In a sober call to arms, Pelosi said lawmakers sometimes must enact policies that, even if unpopular at the moment, will help the public. "We're not here just to self-perpetuate our service in Congress," she said. "We're here to do the job for the American people."
Pelosi said it took courage for Congress to pass Social Security and Medicare, which eventually became highly popular, "and many of the same forces that were at work decades ago are at work again against this bill."
It's unclear whether Pelosi's remarks will embolden or chill dozens of moderate House Democrats who face withering criticisms of the health care proposal in visits with constituents and in national polls. Republican lawmakers unanimously oppose the health care proposals, and many GOP strategists believe voters will turn against Democrats in the November elections.
Pelosi, from San Francisco, is more liberal than scores of her Democratic colleagues. But she generally walks a careful line between urging them to back left-of-center policies and giving them a green light to buck party leaders to improve their re-election hopes.
Her comments seemed to acknowledge the widely held view that Democrats will lose House seats this fall — maybe a lot. They now control the chamber 255 to 178, with two vacancies. Pelosi stopped well short of suggesting Democrats could lose their majority, but she called on members of her party to make a bold move on health care with no prospects of GOP help.
"Time is up," she said. "We really have to go forth."
As a result, a new plan would call for the House to pass the Senate bill and send it to Obama. The Senate would then use budget reconciliation rules to make several changes demanded by House Democrats. Those rules prohibit filibusters.

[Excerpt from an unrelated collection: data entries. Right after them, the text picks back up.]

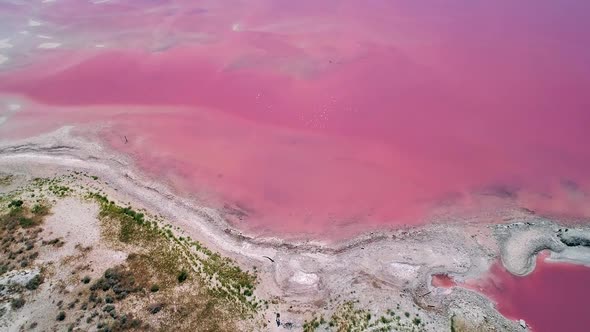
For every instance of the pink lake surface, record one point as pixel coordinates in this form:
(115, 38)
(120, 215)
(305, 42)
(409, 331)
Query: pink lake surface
(319, 116)
(552, 298)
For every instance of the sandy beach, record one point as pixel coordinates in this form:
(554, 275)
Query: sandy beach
(377, 270)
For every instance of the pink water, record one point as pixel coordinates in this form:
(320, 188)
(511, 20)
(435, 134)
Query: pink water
(552, 298)
(320, 116)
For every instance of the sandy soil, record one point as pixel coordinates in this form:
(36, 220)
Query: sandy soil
(380, 270)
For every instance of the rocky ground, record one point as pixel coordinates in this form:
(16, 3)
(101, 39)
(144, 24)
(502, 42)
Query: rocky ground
(89, 243)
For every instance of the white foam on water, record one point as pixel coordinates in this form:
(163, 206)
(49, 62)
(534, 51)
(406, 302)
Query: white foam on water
(33, 23)
(49, 45)
(14, 107)
(4, 43)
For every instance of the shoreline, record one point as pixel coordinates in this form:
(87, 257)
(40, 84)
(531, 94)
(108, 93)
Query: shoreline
(306, 271)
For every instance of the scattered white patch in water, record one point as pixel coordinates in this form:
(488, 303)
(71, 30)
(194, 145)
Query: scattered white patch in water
(33, 23)
(49, 45)
(14, 107)
(4, 43)
(305, 278)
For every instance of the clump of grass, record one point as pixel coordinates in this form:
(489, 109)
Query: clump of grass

Exactly what the legislation would look like remained a matter of negotiation within Democratic ranks. Senate Majority Leader Harry Reid of Nevada, "is working with his caucus, the White House and the House leadership on strategy and next steps," Reid spokesman Jim Manley said Sunday.
Senate Republican leader Mitch McConnell of Kentucky renewed his party's demand that Obama and the Democrats start over and write a bipartisan health care bill. He said that while the reconciliation process has been used to pass legislation in the past, it should not apply to health care legislation.
"There are a number of other Republicans who do not think something of this magnitude ought to be jammed down the throats of a public that doesn't want it through this kind of device," McConnell said.
Pelosi said that "in a matter of days" Democrats will have specific legislative language on health care to show to the public and to wavering lawmakers. She predicted voters will warm up to the bill once they understand its details.
"When we have a bill," she said, "you can bake the pie, you can sell the pie. But you have to have a pie to sell."
At that point, added House Majority Leader Steny Hoyer of Maryland, top Democrats will make their pitch to their members.
"Within the next couple of weeks we're going to have a specific proposal and start counting votes to see whether or not those proposals could pass," he said.
Pelosi appeared on ABC's "This Week" and CNN's "State of the Union." DeParle and Cantor were on NBC's "Meet the Press," Hoyer was on CBS' "Face the Nation," while Menendez appeared on "Fox News Sunday" and McConnell spoke on CNN.